Le 5 septembre, des éléments avancés de l’armée de Haviland arrivent à Longueuil où ils sont accueillis par Murray. Trois jours plus tard, l’armée anglaise débarque dans l’île de Montréal et marche vers la ville. Montréal capitule, c’en est fait de la Nouvelle-France.
Nous savons cependant qu’une garnison britannique a été maintenue à La Prairie après la chute de Montréal. En avril 1761, des Iroquois de Kahnawake sont venus à La Prairie rencontrer dans ses quartiers le lieutenant George Pennington du « 44th Regiment ». Cette unité militaire est probablement demeurée sur place jusqu’à la signature du traité de Paris en février 1763.

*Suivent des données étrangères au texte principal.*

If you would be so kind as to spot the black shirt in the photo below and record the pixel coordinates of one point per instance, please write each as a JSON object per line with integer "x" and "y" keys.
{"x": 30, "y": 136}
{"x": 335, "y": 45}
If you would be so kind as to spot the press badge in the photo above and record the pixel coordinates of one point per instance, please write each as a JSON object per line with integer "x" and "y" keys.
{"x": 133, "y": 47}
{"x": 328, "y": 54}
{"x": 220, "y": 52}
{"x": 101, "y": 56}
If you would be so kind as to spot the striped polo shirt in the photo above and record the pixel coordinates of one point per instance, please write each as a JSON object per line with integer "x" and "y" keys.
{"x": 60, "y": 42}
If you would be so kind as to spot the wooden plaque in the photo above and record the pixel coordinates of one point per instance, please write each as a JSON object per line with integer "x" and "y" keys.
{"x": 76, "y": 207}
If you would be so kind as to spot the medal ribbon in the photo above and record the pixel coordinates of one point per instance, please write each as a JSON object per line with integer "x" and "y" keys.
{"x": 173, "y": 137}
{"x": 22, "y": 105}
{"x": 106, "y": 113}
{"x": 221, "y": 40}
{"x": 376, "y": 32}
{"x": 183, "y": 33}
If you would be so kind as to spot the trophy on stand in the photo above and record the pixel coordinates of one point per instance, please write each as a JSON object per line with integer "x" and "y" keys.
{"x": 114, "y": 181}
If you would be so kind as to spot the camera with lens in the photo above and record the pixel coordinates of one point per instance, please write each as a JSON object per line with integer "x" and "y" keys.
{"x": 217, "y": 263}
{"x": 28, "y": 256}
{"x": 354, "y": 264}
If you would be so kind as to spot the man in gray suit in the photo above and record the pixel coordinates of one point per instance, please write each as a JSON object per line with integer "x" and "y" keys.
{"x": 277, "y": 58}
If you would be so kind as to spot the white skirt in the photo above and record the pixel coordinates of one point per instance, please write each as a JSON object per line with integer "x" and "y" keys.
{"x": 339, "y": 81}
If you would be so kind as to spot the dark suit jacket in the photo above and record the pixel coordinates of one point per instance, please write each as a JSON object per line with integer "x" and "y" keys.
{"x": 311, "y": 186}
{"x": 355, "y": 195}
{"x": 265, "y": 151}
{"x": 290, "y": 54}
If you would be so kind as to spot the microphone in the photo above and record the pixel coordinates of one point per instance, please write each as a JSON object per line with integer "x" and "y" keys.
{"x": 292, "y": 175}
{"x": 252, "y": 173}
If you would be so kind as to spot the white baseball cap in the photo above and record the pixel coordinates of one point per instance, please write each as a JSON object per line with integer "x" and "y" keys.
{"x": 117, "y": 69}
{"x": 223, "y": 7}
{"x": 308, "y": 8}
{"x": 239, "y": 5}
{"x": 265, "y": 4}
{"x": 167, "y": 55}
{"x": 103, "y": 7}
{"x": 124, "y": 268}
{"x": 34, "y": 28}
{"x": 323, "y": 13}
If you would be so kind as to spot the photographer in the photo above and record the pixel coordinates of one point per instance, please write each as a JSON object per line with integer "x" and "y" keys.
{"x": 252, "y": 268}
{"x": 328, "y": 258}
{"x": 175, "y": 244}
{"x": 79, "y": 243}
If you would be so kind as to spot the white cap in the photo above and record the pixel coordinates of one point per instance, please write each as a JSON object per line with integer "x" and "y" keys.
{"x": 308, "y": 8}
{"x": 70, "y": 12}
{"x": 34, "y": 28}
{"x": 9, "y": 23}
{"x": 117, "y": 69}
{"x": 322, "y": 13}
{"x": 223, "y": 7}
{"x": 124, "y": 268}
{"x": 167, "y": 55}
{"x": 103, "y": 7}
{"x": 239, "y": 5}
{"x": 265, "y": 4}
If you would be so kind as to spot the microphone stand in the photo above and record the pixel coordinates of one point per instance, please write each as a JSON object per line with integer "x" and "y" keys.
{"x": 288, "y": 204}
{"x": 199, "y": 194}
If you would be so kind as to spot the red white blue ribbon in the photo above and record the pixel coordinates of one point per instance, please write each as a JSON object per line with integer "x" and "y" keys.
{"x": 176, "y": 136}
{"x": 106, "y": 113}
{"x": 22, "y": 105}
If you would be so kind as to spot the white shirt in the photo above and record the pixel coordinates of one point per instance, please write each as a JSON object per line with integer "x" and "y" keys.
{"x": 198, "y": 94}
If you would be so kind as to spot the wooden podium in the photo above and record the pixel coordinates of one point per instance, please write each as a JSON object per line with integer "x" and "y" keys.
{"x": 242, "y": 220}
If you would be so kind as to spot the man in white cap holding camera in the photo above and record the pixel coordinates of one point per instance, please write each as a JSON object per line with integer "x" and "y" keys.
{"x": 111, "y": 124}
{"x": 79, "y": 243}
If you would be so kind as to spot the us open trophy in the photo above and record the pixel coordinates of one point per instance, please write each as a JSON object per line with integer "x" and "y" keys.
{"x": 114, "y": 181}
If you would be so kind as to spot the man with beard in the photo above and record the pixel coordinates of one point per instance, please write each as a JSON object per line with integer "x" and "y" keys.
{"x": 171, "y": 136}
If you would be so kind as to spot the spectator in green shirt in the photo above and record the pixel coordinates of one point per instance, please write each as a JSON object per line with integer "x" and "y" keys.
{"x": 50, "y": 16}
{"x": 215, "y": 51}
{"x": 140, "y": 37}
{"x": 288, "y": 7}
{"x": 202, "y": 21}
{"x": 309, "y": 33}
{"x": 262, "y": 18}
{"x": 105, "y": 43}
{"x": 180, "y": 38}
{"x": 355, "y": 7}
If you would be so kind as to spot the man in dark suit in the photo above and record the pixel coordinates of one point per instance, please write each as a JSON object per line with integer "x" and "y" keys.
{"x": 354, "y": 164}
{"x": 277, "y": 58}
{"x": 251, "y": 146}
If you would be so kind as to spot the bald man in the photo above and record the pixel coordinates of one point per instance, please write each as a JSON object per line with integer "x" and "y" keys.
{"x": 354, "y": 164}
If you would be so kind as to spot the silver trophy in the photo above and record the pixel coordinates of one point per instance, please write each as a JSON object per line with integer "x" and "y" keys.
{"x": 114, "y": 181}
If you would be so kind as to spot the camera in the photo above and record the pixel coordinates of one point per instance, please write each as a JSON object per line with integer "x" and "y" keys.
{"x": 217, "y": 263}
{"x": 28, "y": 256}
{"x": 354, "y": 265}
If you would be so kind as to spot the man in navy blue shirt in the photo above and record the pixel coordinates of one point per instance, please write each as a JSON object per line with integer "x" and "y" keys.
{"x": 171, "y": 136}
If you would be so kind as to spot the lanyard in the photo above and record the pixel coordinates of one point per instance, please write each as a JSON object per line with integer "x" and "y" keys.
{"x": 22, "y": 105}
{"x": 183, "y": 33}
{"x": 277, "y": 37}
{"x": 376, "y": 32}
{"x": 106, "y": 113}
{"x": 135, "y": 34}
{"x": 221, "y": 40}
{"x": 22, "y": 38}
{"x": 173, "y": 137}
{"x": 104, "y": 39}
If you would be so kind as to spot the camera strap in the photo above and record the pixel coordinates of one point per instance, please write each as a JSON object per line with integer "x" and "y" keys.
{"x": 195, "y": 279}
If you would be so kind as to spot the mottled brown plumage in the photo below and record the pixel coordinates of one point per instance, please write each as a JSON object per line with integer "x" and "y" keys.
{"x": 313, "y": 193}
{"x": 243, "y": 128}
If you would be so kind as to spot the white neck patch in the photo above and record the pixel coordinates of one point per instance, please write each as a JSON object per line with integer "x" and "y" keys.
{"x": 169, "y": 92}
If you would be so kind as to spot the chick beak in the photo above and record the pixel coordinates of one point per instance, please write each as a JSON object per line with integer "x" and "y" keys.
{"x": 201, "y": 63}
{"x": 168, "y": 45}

La Prairie connaîtra une brève période de tranquillité, il n’a pas fallu attendre longtemps pour qu’en septembre 1775 les rebelles américains soient à La Prairie qu’ils occuperont durant plusieurs mois avant d’être chassés par les mercenaires allemands en juin de l’année suivante. La paix aura été de courte durée.
[i] Volume 4, page 165, Lettres et pièces militaires, le 26 mai 1759,.
[ii]Volume 5, p. 83, Lettres et pièces militaires, à Sorel le 12 août 1760. Lettres de M. de Bourlamaque au chevalier de Lévis.
[iii] Histoire du Canada sous la domination française. M. Bibaud. Montréal, 1837, page 362.
[iv] Volume 5, p. 14, Longueuil, 27 août 1760, Lettres de M. de Bourlamaque au chevalier de Lévis.
[v] Volume 5, p. 111, Longueuil, 27 août 1760, Lettres de M. de Bourlamaque au chevalier de Lévis.
[vi] Volume 10, p. 162, Saint-Jean, le 28 août 1760, Lettres du marquis de Montcalm au chevalier de Lévis.
[vii] Volume 5, p. 117, Longueuil, 29 août 1760 Lettres de M. de Bourlamaque au chevalier de Lévis.
[viii] Volume 5, p. 123, Longueuil 1er septembre 1760, Lettres de M. de Bourlamaque au chevalier de Lévis.
[ix] Histoire du Canada sous la domination française. M. Bibaud. Montréal, 1837, page 363.